El País Digital
Domingo
5 octubre
1997 - Nº 520

«Creo que Soraya no ha venido»

E. G., Barcelona

Doscientas mil personas se apostaron en las calles
de Barcelona para contemplar a los novios (Efe).
A las diez de la mañana, el paseo de Gràcia se desperezaba plácidamente al sol. Los voluntarios de la Cruz Roja abrían las bolsas de bocadillos, los camareros preparaban las terrazas y los barrenderos lavaban la cara a las aceras. Los más adelantados ocupaban las mejores plazas para el acontecimiento: las inmediaciones de las cámaras. «¡Por aquí, por aquí, Raúl, Jessica, que saldremos en la televisión!», conminaba una señora a sus dos infantes. La señora, que había llegado de Cornellà, en el cinturón de Barcelona, para no perderse un detalle y para que, a poder ser, los televidentes no se la perdieran a ella, conquistó una sólida posición junto a la larga y desierta barandilla azul y se dispuso a afrontar casi cuatro horas de solana junto a Raúl y Jessica.
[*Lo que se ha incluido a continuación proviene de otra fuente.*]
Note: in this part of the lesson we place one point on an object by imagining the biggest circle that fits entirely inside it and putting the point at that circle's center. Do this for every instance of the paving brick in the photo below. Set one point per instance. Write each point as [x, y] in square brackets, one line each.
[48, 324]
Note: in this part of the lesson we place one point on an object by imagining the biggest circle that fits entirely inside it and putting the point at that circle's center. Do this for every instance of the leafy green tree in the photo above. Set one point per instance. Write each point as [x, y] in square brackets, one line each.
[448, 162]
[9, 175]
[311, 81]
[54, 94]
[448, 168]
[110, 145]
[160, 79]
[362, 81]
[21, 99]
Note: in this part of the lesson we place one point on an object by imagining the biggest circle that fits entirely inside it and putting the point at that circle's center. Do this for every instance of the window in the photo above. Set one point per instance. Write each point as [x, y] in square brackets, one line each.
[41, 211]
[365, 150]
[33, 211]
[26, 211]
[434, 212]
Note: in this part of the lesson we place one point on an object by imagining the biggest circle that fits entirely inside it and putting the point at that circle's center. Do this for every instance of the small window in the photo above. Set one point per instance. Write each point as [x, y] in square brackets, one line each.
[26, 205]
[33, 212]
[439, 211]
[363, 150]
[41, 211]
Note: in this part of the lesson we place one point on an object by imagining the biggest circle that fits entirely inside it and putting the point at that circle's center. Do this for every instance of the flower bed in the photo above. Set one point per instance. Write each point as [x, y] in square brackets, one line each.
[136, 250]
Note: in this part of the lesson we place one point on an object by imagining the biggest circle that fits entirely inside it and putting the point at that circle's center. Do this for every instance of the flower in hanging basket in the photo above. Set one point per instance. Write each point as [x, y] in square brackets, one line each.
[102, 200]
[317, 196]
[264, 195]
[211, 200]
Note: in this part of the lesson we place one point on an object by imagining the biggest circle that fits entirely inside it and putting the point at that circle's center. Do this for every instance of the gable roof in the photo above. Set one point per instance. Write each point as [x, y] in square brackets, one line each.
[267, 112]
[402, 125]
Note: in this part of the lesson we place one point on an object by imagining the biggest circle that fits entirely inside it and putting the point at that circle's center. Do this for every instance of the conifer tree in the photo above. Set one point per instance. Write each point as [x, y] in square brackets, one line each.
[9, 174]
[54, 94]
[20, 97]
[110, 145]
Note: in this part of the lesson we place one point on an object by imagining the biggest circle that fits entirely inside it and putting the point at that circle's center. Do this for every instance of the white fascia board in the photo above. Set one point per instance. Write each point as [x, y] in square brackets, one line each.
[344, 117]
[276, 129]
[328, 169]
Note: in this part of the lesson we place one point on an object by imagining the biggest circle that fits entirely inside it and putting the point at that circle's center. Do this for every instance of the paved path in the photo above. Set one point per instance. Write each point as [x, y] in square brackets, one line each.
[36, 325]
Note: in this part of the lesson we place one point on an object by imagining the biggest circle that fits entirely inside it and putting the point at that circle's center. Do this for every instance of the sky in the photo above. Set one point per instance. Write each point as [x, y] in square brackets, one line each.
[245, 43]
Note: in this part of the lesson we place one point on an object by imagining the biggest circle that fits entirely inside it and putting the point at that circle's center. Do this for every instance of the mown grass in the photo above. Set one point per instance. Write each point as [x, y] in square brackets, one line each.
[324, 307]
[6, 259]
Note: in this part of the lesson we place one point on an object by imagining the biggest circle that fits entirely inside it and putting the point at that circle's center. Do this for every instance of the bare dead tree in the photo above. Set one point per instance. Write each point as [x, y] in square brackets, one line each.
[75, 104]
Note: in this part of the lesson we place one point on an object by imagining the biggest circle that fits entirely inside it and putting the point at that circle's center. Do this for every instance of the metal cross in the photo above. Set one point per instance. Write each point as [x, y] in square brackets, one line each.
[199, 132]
Una hora después, todo seguía en calma. Ni un coche, ni una sirena, ni un obrero reventando una acera: el paseo de Gràcia carecía de su característica banda sonora y permanecía encerrado en una burbuja de silencio que, por esta vez, no precedió a la tormenta. La gente debía de estar viendo la ceremonia por televisión: los monitores instalados en el bien refrigerado megastore Virgin tenían bastante éxito. Una pareja de japoneses, con la banderita y el clavel blanco que alguien les había puesto en las manos, escrutaba un plano en busca del Barri Gòtic. Alguien les aconsejó que desistieran.

A partir de mediodía, la arteria urbana oficialmente recomendada para vitorear a la pareja empezó a animarse. «Que pasen pronto o me voy», amenazaba Jaume, que alargaba con visible esfuerzo su noche de farra. El paso de los autocares con invitados sirvió para abrir boca.

- ¡La Soraya!, ¡la Soraya!- exclamó una entusiasta señalando un vehículo.

- Yo creo que Soraya no ha venido- le indicó alguien.

-¡Cómo no va a venir Soraya, hombre!- respondió la mujer casi con piedad ante la estulticia de su interlocutor.

Con todo el público ya presente, el paseo de Gràcia mantenía una relativa tranquilidad: se podía tomar un café en una terraza o pasear en bicicleta, a la espera de acercarse a la valla en el momento crucial del paso de los novios. Y el momento llegó precedido por un rugido sordo y el trote de los caballos.

«¡Bieeeeeen!», gritó mayoritariamente la concurrencia, como si el Barça saltara al césped. Llovieron claveles blancos sobre el coche descapotable, hubo grandes aplausos, desapareció la pareja en la lejanía y a casi todo el mundo se le quedó fijada la sonrisa en los labios.